When transparency is valued in a workplace, trust naturally follows. Transparent leaders, almost automatically, are thought of as more trustworthy because they’re more willing to be open with the people in their charge and with the employees they advocate for.
5. Make Yourself A Resource
Leaders are resources — plain and simple. But I’d like to argue that they’re more than just a knowledge resource — they’re emotional resources, as well.
The first half is obvious: If a leader hasn’t made himself or herself available for mentorship (either formally or informally), then the team members in their charge have a pretty big blind spot when it comes to navigating learning curves. They need to feel there’s someone nearby who they can come to with questions or concerns about the nature of their work with the company.

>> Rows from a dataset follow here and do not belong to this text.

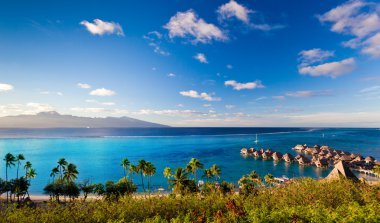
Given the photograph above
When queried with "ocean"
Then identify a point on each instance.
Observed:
(98, 152)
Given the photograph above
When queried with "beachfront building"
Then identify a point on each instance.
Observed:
(321, 163)
(304, 161)
(341, 169)
(288, 157)
(277, 156)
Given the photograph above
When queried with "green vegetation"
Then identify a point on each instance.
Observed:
(260, 199)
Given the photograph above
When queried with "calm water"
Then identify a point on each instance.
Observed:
(98, 152)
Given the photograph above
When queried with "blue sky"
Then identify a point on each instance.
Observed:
(194, 63)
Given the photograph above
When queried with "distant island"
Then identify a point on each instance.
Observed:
(53, 119)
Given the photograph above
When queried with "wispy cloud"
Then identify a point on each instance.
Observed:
(234, 10)
(6, 87)
(360, 19)
(201, 58)
(242, 86)
(154, 39)
(102, 92)
(99, 27)
(189, 25)
(314, 55)
(370, 92)
(203, 96)
(84, 86)
(330, 69)
(309, 94)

Becoming an emotional resource might sound a bit trickier, but it goes hand-in-hand with our discussion above about remaining positive. If you’re an emotional resource, it means you can be relied on for feedback that’s both fair and supportive.
Leaders have to contend all the time with employees who learn a bit slower, or who may be more prone to discouragement, and knowing how to react to that will either make or break your role as an emotional resource. Knowing they’re being led by someone who possesses emotional maturity also goes a long way toward making newer employees feel more at home.
Leadership Is A Skill
If one thing seems clear from any conversation about leadership, it’s that great leaders are great because they’ve invested in honing this skill.
Leadership is an easy thing to take for granted — it’s pretty simple to believe that being “in charge” makes us a leader. It’s much harder to take an honest look at our shortcomings, take an emotional inventory and be honest about what needs improvement. But it’s well worth the effort.